Join Clinical Trials for Breast Cancer
Breast cancer is one of the most common and well-known cancers affecting women (and some men) today. Over 225,000 women in the United States, and 2,100 men, will be diagnosed with breast cancer during 2012. Fortunately, there are many effective therapies and clinical trials for breast cancer, which means that patients can often be cured of their cancer if it is detected early enough.
However, new treatments are constantly being evaluated through clinical trials, in addition to research investigating the potential causes of breast cancer – including environmental exposures, genetic mutations, and behavioral characteristics such as diet and exercise.
What Will Clinical Trials for Breast Cancer Be Like?
When participating in a breast cancer clinical trial, there are a few basic tests and procedures you may receive; however, the ultimate design of the particular study will determine which specific procedures you will undergo. The following tests and procedures are often used during breast cancer clinical trials:
- Clinical breast exam during which your healthcare provider checks your breasts for lumps.
- Computed tomography (CT scan, or “CAT scan”) or magnetic resonance imaging (MRI). CT scans and MRI enable doctors to view more detailed pictures of areas inside your body than X-rays can reveal.
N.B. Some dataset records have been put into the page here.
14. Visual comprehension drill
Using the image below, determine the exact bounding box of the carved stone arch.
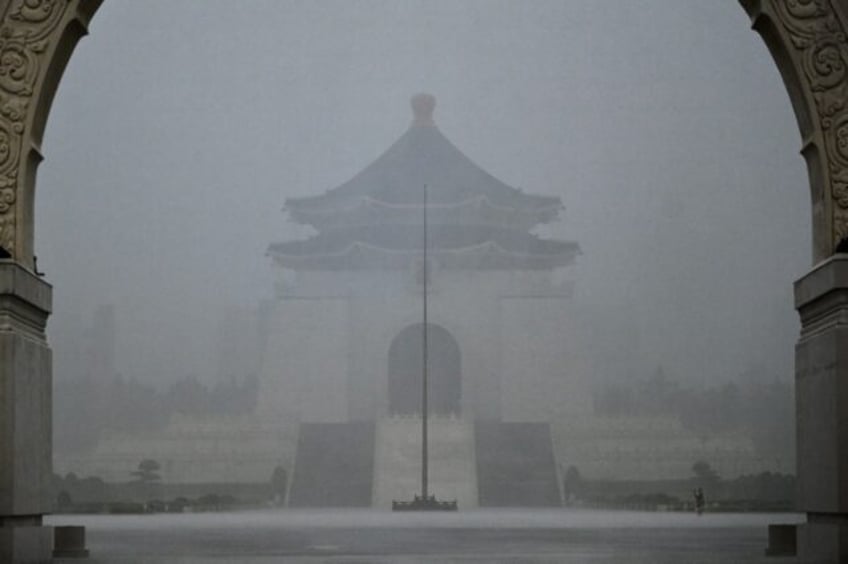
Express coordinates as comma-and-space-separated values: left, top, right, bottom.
0, 0, 101, 270
740, 0, 848, 262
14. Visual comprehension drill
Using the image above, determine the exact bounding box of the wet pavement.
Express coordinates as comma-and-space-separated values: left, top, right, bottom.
50, 509, 802, 564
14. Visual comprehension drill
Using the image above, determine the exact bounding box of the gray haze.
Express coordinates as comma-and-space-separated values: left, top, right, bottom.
36, 0, 810, 384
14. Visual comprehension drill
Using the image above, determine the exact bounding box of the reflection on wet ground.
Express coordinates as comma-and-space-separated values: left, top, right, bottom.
50, 509, 803, 564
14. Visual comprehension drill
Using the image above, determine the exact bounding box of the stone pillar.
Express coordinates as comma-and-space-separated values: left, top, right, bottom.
795, 254, 848, 563
0, 260, 53, 563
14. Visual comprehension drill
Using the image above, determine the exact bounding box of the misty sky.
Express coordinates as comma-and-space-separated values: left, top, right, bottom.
36, 0, 811, 384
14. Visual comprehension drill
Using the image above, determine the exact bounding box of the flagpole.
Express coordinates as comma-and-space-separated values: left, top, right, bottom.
421, 184, 429, 500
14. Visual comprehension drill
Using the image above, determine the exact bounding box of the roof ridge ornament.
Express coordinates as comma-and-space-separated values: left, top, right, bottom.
409, 92, 436, 127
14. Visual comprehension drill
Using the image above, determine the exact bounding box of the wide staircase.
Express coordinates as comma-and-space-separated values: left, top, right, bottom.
373, 416, 477, 510
289, 422, 374, 507
474, 422, 561, 507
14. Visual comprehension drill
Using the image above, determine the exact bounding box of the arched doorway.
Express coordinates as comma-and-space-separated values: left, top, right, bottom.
388, 323, 462, 415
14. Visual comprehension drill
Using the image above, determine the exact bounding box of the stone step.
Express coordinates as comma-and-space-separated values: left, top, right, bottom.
373, 416, 477, 510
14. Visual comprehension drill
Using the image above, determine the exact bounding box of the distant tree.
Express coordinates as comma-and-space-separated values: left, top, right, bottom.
56, 490, 73, 511
131, 458, 162, 484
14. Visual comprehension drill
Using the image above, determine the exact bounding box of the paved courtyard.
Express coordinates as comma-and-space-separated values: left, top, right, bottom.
50, 510, 802, 564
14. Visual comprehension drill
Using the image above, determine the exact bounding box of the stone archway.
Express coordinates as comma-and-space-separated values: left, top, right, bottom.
388, 323, 462, 415
0, 0, 848, 562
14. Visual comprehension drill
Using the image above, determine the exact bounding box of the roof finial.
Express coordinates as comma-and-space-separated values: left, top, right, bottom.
410, 92, 436, 125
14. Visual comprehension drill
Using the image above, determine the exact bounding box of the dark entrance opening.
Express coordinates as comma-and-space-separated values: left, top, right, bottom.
389, 323, 462, 415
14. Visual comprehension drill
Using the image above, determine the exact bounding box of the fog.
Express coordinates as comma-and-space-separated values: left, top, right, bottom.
36, 0, 810, 394
36, 0, 811, 494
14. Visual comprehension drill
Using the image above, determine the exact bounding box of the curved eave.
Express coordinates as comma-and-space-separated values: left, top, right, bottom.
286, 125, 559, 213
268, 242, 580, 270
286, 196, 564, 231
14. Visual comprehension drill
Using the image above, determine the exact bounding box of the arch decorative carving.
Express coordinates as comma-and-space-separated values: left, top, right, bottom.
0, 0, 100, 268
740, 0, 848, 262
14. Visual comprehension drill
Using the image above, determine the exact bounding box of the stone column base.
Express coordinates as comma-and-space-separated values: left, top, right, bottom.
795, 254, 848, 564
0, 525, 53, 564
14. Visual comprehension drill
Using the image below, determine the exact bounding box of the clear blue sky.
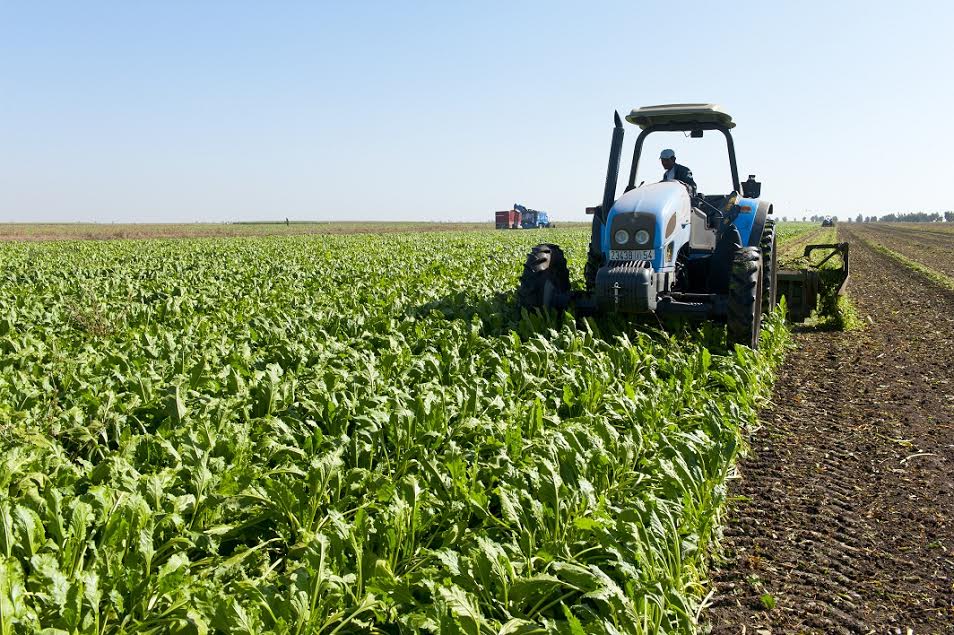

- Blood tests to evaluate levels of hormones, proteins, and specific blood cells, and to look for various markers indicating response to investigational medication
Typical Protocol for Clinical Trials for Breast Cancer:
Clinical trials for breast cancer are plentiful and span a wide variety of topics, from symptom control, prevention, treatment, and improved screening. Possible examples include the following:
- Trials that compare the effectiveness of standard radiation therapy to the entire breast (following surgical removal of the breast tumor) with more targeted radiation therapy to a smaller area of the breast.
- Clinical trials that evaluate the effectiveness of receiving chemotherapy prior to surgery to remove a breast tumor.
- Clinical trials that assess certain lab tests to determine which, if any, can be useful to help predict how a woman will respond to a certain type of chemotherapy.
- Clinical trials that investigate if hormone therapy administered prior to surgical removal of a breast tumor can help to shrink the size of the tumor and make it easier to remove.
- Studies that investigate ways of improved control and treatment of side effects following surgery to remove breast tumors, such as treatments to reduce pain and improve overall quality of life.
- Studies that involve the study of breast tumor tissue to better understand the genetic influences that play a role in the development of breast cancer.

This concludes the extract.